L’attaccante danese, arrivato in estate per sostituire l’infortunato Lukaku, ha convinto pienamente il club azzurro grazie alle sue prestazioni e ai numeri messi insieme durante la stagione.
Le cifre dell’operazione
L’accordo tra Napoli e Manchester United prevedeva inizialmente un prestito oneroso da 6 milioni di euro con obbligo di riscatto fissato a 44 milioni in caso di qualificazione Champions.
Con il raggiungimento dell’obiettivo europeo, il club di Aurelio De Laurentiis dovrà quindi versare i restanti 44 milioni nelle casse inglesi, portando il costo complessivo dell’operazione a circa 50 milioni di euro.
Secondo diverse indiscrezioni, nel contratto del giocatore sarebbe presente anche una clausola rescissoria da 85 milioni valida a partire dal 2027.
Hojlund ha convinto Conte
La decisione del Napoli è maturata soprattutto grazie all’impatto avuto dal centravanti danese nella stagione azzurra.
Nonostante l’arrivo inizialmente pensato come soluzione d’emergenza dopo l’infortunio di Romelu Lukaku, Hojlund è diventato rapidamente uno dei punti fermi della squadra di Antonio Conte.
Tra Serie A, Champions League e coppe, il danese ha collezionato gol pesanti e prestazioni convincenti, conquistando tifosi e società.
Un investimento per il futuro
Il Napoli considera Hojlund uno dei pilastri del progetto futuro.

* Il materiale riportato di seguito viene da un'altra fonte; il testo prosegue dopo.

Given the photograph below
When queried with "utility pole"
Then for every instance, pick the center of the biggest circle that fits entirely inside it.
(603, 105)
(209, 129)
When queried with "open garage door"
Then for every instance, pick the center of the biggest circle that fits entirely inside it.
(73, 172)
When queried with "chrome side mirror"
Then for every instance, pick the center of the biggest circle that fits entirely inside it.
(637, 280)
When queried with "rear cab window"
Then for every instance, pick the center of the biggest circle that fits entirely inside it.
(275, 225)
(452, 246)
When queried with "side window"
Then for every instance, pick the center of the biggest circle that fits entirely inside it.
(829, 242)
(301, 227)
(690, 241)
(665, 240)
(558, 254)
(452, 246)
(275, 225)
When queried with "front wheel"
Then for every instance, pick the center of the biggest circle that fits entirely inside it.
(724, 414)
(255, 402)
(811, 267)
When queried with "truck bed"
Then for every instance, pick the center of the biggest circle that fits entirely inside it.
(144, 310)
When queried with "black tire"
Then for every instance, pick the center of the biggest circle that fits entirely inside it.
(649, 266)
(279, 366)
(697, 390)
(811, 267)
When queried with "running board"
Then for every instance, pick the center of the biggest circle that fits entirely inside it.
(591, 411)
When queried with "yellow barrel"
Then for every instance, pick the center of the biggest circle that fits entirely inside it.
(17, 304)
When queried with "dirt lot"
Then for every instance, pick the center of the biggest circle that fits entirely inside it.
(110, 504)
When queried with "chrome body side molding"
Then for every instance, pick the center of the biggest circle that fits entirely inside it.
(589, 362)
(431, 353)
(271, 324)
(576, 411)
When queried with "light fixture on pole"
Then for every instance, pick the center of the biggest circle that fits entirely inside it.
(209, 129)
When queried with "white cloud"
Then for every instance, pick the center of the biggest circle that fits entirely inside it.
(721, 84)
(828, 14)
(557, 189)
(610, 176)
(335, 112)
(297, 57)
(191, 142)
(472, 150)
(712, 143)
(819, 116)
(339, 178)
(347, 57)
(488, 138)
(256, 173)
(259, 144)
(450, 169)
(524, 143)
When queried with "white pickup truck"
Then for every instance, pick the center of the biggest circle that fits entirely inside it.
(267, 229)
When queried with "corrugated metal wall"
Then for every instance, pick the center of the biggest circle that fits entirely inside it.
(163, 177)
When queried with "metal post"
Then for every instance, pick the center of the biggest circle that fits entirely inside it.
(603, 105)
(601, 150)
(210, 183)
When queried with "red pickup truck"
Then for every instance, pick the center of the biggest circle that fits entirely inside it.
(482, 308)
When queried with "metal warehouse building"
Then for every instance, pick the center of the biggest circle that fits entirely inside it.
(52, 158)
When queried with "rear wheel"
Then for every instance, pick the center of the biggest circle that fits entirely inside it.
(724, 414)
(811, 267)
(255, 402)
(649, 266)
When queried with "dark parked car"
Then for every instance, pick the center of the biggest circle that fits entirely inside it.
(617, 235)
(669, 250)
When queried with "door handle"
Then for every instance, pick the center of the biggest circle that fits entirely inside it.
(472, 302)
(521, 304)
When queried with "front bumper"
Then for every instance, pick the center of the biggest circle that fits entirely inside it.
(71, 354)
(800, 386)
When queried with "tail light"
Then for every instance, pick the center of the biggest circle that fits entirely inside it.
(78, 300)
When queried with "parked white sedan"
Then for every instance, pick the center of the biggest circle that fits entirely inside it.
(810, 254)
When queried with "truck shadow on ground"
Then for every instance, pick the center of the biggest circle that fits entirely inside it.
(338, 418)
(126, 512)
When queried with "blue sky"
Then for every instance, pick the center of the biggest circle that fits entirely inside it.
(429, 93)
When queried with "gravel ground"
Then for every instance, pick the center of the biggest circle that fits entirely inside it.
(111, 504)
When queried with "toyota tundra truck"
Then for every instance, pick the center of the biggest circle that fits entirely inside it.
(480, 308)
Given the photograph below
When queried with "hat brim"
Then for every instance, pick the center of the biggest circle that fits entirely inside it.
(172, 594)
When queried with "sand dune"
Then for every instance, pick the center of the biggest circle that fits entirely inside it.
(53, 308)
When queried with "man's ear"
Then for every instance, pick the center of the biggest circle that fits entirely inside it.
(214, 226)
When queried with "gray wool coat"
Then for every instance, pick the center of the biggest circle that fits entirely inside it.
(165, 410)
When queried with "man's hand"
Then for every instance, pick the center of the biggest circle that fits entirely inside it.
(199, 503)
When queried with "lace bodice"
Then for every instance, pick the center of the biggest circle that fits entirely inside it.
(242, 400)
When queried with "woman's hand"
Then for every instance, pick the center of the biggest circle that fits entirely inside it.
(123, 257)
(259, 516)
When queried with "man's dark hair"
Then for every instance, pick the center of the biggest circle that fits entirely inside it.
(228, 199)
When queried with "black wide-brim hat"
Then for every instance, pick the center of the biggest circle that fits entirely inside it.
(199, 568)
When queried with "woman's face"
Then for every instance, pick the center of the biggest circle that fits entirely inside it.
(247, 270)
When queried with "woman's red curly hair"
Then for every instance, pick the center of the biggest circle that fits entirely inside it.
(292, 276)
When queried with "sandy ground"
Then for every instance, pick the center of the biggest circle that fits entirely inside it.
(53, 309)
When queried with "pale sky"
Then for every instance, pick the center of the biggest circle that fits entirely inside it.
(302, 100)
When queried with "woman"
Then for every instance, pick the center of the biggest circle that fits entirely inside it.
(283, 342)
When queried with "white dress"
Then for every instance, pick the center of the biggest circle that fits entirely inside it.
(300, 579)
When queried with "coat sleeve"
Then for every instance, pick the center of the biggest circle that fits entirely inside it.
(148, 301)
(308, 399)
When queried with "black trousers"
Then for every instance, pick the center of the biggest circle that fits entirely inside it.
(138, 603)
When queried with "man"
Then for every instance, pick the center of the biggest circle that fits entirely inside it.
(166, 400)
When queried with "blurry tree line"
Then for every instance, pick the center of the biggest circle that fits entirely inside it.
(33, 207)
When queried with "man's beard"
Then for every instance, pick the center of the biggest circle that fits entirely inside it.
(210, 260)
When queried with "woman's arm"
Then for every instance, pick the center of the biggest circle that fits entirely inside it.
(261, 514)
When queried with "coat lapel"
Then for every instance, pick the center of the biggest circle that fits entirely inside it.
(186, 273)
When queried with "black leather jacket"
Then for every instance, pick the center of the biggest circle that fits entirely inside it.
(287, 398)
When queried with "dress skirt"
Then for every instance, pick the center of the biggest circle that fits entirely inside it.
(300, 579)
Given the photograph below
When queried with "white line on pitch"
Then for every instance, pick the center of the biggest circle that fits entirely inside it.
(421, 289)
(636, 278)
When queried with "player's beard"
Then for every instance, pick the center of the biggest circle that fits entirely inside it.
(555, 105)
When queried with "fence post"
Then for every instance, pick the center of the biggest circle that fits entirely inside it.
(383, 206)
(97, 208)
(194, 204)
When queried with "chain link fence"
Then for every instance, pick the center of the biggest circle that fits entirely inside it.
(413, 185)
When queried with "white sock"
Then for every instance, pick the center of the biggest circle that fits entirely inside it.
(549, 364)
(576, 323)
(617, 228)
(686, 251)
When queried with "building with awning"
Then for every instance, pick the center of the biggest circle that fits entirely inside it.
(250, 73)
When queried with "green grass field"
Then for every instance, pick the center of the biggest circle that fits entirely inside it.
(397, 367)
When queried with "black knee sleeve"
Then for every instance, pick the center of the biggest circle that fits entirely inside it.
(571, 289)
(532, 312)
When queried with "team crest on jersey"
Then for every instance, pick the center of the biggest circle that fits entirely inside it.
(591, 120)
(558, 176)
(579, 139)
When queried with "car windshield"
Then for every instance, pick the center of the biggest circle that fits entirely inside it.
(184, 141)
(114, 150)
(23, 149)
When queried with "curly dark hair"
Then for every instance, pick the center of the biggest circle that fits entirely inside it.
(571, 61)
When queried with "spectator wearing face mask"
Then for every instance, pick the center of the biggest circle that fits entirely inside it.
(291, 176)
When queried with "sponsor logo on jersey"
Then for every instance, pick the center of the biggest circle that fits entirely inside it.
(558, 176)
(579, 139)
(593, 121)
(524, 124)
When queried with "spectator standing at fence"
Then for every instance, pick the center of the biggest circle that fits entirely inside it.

Classe 2003, l’attaccante viene ritenuto perfetto per caratteristiche fisiche, intensità e prospettive di crescita.
La società azzurra punta infatti a costruire una squadra sempre più giovane e competitiva, capace di mantenere alto il livello anche nelle prossime stagioni.
Con il riscatto ormai imminente, Hojlund si prepara quindi a diventare ufficialmente un nuovo patrimonio tecnico ed economico del Napoli.